Re: [Patch v4 07/13] perf/x86: Add constraint for guest perf metrics event

From: Mingwei Zhang
Date: Mon Oct 02 2023 - 15:03:31 EST


On Mon, Oct 2, 2023 at 8:23 AM David Dunn <daviddunn@xxxxxxxxxx> wrote:
>
> On Mon, Oct 2, 2023 at 6:30 AM Ingo Molnar <mingo@xxxxxxxxxx> wrote:
> >
> >
> > The host OS shouldn't offer facilities that severely limit its own capabilities,
> > when there's a better solution. We don't give the FPU to apps exclusively either,
> > it would be insanely stupid for a platform to do that.
> >
>
> If you think of the guest VM as a usermode application (which it
> effectively is), the analogous situation is that there is no way to
> tell the usermode application which portions of the FPU state might be
> used by the kernel without context switching. Although the kernel can
> and does use FPU state, it doesn't zero out a portion of that state
> whenever the kernel needs to use the FPU.
>
> Today there is no way for a guest to dynamically adjust which PMU
> state is valid or invalid. And this changes based on usage by other
> commands run on the host. As observed by perf subsystem running in
> the guest kernel, this looks like counters that simply zero out and
> stop counting at random.
>
> I think the request here is that there be a way for KVM to be able to
> tell the guest kernel (running the perf subsystem) that it has a
> functional HW PMU. And for that to be true. This doesn't mean taking
> away the use of the PMU any more than exposing the FPU to usermode
> applications means taking away the FPU from the kernel. But it does
> mean that when entering the KVM run loop, the host perf system needs
> to context switch away the host PMU state and allow KVM to load the
> guest PMU state. And much like the FPU situation, the portion of the
> host kernel that runs between the context switch to the KVM thread and
> VMENTER to the guest cannot use the PMU.
>
> This obviously should be a policy set by the host owner. They are
> deliberately giving up the ability to profile that small portion of
> the host (KVM VCPU thread cannot be profiled) in return to providing a
> full set of perf functionality to the guest kernel.
>

+1

I was pretty confused until I read this one. Pass-through vPMU for the
guest VM does not conflict with the host PMU software. All we need is
to accept the feasibility that host PMU software (perf subsystem in
Linux) can co-exist with pass-through vPMU in KVM. They could both
work directly on the hardware PMU, operating the registers etc...

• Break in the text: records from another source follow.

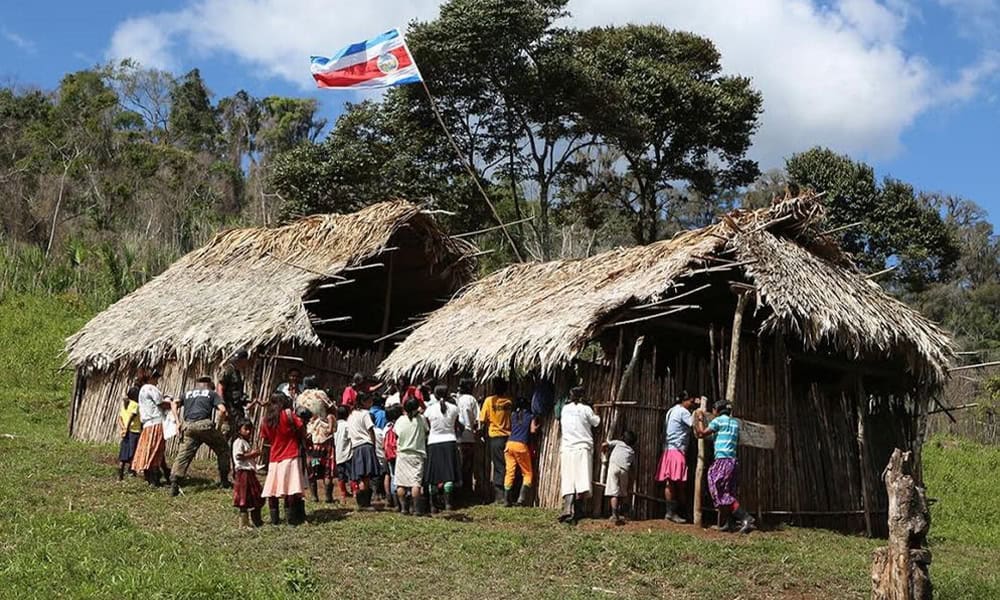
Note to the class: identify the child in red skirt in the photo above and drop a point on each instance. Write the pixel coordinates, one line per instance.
(246, 487)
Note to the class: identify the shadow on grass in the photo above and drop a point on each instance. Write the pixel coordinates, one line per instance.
(327, 515)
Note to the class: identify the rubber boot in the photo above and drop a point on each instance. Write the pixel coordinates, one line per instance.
(743, 520)
(567, 514)
(272, 509)
(672, 513)
(420, 506)
(524, 498)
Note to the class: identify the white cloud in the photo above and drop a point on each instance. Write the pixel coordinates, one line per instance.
(148, 40)
(18, 40)
(835, 73)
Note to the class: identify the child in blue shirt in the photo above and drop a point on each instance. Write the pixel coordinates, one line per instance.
(723, 475)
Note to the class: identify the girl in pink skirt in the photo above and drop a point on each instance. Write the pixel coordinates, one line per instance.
(284, 430)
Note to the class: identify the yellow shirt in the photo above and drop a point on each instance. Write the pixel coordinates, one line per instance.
(125, 419)
(496, 411)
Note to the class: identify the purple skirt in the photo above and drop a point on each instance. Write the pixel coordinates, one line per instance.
(724, 481)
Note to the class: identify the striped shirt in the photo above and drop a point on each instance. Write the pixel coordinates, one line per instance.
(727, 435)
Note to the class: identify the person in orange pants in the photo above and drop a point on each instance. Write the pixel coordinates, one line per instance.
(517, 453)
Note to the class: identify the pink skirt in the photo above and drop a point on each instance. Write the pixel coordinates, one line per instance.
(673, 466)
(284, 478)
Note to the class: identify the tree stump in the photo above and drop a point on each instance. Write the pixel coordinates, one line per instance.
(900, 571)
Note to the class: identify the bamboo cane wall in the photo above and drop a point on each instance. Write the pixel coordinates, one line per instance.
(814, 476)
(98, 398)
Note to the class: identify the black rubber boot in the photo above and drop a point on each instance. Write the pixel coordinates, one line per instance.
(272, 509)
(524, 498)
(672, 514)
(743, 520)
(567, 514)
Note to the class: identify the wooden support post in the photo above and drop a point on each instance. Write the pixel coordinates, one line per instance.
(734, 348)
(613, 424)
(863, 462)
(900, 570)
(699, 474)
(387, 307)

To achieve this, I think what we really ask for the perf subsystem in
Linux are two things:
- full context switch for hardware PMU. Currently, perf subsystem is
the exclusive owner of this piece of hardware. So this code is missing
- NMI sharing or NMI control transfer. Either KVM could raise its own
NMI handler and get control transferred or Linux promotes the existing
NMI handler to serve two entities in the kernel.

Once the above is achieved, KVM and perf subsystem in Linux could
harmoniously share the hardware PMU as I believe, instead of forcing
the former as a client of the latter.

To step back a little bit, we are not asking about the feasibility,
since KVM and perf subsystem sharing hardware PMU is a reality because
of TDX/SEV-SNP. So, I think all that is just a draft proposal to make
the sharing clean and efficient.

Thanks.
-Mingwei

> Dave Dunn